Submitted to: Plant and Soil
Publication Type: Peer Reviewed Journal
Publication Acceptance Date: 3/27/1998
Publication Date: N/A
Citation: N/A Interpretive Summary: Alfalfa plants living in symbiosis with the soil bacterium Rhizobium through a process called nitrogen fixation can convert atmospheric nitrogen gas to nitrogen fertilizer. This process occurs in wart-like structures, termed nodules, that form on roots. The plant gives the bacterium energy compounds derived from sugars produced in the leaves, while the bacterium gives the plant nitrogen fertilizer. Before the nodule bacteria can use the energy from plant sugars, those sugars must be converted to a useful form. The plant enzyme (protein catalyst) sucrose synthase degrades the plant sugars to the correct form for the bacterium. How sucrose synthase in nodules is related to the process of nitrogen fixation is not well understood. In this study we report the isolation and characterization of the alfalfa gene that makes nodule sucrose synthase. Moreover we show that the amount of gene product (sucrose synthase enzyme) is directly correlated dto how well nitrogen fixation is occurring. Nodules that do not fix nitrogen have little to no sucrose synthase. In addition, we show which cells in nodules have the most sucrose synthase. This work is important because it describes how the gene controlling energy flow to root nodules is regulated. It also identifies a target gene for manipulation to improve sugar metabolism and nitrogen fixation.

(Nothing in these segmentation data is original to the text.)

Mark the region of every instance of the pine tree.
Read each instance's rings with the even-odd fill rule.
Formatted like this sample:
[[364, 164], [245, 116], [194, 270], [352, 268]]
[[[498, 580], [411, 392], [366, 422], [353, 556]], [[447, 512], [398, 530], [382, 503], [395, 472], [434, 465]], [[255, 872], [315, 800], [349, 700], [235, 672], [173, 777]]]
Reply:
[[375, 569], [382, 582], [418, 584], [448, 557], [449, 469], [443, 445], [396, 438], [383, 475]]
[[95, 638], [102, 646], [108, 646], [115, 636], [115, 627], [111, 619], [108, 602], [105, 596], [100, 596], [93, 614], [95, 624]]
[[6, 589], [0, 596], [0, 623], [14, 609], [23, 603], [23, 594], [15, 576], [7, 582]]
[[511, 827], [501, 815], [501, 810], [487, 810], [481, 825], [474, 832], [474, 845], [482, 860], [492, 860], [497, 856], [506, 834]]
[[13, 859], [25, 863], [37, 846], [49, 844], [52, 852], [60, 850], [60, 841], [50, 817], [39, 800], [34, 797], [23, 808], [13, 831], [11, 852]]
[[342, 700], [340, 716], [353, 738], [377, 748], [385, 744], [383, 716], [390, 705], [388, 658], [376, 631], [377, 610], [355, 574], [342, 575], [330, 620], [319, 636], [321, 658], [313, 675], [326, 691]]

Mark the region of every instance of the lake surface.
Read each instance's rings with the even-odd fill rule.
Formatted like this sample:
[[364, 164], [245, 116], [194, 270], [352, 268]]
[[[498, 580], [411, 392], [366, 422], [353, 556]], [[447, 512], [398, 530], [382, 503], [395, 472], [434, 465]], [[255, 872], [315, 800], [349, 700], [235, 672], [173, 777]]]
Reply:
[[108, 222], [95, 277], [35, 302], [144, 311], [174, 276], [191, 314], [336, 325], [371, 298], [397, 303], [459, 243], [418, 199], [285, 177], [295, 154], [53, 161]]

Technical Abstract: The carbon (C) cost for symbiotic nitrogen (N) fixation is quite high. The ultimate source of C for N2 fixation is sucrose derived from leaves. For use in root nodules, sucrose must be cleaved to glucose and other smaller carbon compounds. Here we report the isolation and characterization of a full length cDNA encoding the enzyme sucrose synthase (SS; EC 220.127.116.11). This SS cDNA shows greatest expression in effective nitrogen-fixing nodules. It is also expressed in stems and roots with little expression in leaves and cotyledons. While maximum expression of SS in nodules appears to require active nitrogenase, the gene is also expressed in ineffective nodules, albeit at reduced levels. Measurement of starch concentrations in nodules shows that SS expression is not coupled to starch biosynthesis. In situ hybridization studies show that expression of SS occurs in both infected and uninfected cells and in the nodule meristem.